As Frank Rich wrote in The New York Times, “Ennis’s and Jack’s acute emotions — yearning, loneliness, disappointment, loss, love and, yes, lust — are affecting because they are universal.” The fact that it’s about two “gay cowboys” is almost beside the point. (Jack and Ennis aren’t really cowboys so much as displaced farm boys looking for any way to make a living. They meet when they’re both hired as sheepherders.) It’s a heartbreaking story of working-class people, men and women, trying to make a living, trying to do the right thing, imprisoned by limited options, prejudice and fear.

“Brokeback Mountain” is not just a great movie, but maybe one of the best ever. Much of the credit for that goes to Heath Ledger. The Australian heartthrob (“10 Things I Hate About You,” “Casanova”) reinvents himself here as the repressed, taciturn Ennis and his performance is heart-wrenchingly perfect.

The fact that Ledger so plays against type may be why he’s getting most of the attention and the award nominations but Jake Gyllenhaal is also amazing as Jack, the more daring, but also more desperate, of the pair.

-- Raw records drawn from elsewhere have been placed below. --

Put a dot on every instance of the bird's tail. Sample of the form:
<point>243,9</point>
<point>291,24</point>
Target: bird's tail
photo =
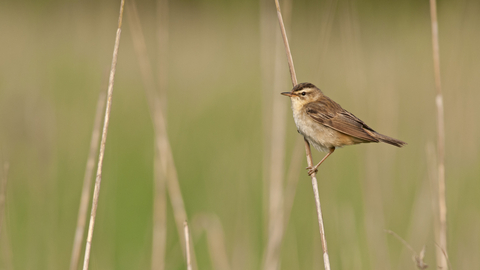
<point>389,140</point>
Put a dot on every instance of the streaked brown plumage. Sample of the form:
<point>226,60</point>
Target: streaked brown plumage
<point>326,125</point>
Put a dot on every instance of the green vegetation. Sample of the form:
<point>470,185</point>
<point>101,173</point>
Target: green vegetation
<point>376,61</point>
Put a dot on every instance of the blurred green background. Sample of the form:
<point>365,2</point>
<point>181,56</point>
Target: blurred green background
<point>373,57</point>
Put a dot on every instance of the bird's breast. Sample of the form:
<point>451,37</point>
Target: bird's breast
<point>323,138</point>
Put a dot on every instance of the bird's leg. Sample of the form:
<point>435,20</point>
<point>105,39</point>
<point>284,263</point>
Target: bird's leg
<point>314,169</point>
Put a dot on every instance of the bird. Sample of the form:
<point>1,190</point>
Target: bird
<point>326,125</point>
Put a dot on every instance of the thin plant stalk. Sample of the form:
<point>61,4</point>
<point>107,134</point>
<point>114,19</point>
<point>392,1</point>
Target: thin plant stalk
<point>98,180</point>
<point>87,182</point>
<point>159,234</point>
<point>326,260</point>
<point>160,127</point>
<point>277,159</point>
<point>442,205</point>
<point>187,245</point>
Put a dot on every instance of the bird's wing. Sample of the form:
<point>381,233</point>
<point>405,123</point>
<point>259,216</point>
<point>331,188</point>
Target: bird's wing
<point>328,113</point>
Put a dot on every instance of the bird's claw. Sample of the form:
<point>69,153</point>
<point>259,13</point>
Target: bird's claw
<point>311,171</point>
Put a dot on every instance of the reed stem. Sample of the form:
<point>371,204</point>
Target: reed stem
<point>98,180</point>
<point>442,205</point>
<point>326,260</point>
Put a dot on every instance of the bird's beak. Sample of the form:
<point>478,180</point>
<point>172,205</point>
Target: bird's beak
<point>288,94</point>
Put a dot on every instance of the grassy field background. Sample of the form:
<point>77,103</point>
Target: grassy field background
<point>375,59</point>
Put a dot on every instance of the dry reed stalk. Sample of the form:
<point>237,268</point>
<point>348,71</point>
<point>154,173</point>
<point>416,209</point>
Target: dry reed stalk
<point>187,244</point>
<point>98,180</point>
<point>326,260</point>
<point>159,234</point>
<point>276,226</point>
<point>160,127</point>
<point>87,182</point>
<point>215,239</point>
<point>442,205</point>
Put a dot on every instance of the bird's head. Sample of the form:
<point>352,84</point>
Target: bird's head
<point>304,93</point>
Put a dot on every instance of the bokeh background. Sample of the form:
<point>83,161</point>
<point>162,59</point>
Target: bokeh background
<point>373,57</point>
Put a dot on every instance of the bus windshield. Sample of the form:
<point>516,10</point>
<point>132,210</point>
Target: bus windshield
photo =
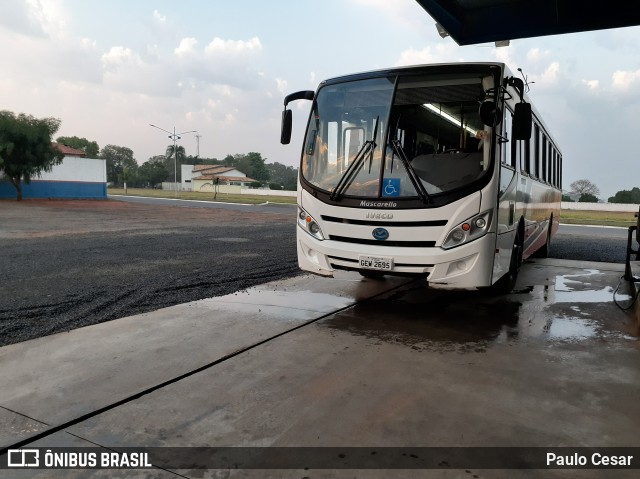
<point>402,137</point>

Michelle Williams is also being hailed for her portrayal of Ledger’s wife Alma (the two are a real-life couple as well, with a new baby). With Williams, Anne Hathaway as Jack’s wife, and others, “Brokeback Mountain” conveys the depth of the tragedy that engulfs whole families when someone is forced to deny who they are.

Apparently its message is in tune with the public mood. “It’s a story America may be more than ready to hear,” Rich wrote, “a year after its president cynically flogged a legally superfluous (and unpassable) constitutional amendment banning same-sex marriage for the sole purpose of whipping up the basest hostilities of his electoral base.”

“Brokeback Mountain” opened to the highest per-screen average earnings of any movie this year and set a record for the highest per-screen gross of any non-animated movie in history. That’s a testament to the basic humanity and fair-mindedness of the American people.

I saw “Brokeback Mountain” for the second time last week and I can’t help thinking that in some ways it’s also a testament to those 12 West Virginia coal miners who died after the Jan. 2 explosion in the Sago Mine. These men were doing what they had to do to live. The coal company wasn’t going to keep them safe. Their options were limited. But they had families they loved and responsibilities to live up to. “If only they had more opportunities, if only there were more good jobs, if only …”

That to me is the brilliance of “Brokeback Mountain.” It’s about gay cowboys, sort of — itinerant ranch hands is more accurate — but it’s really about all of us.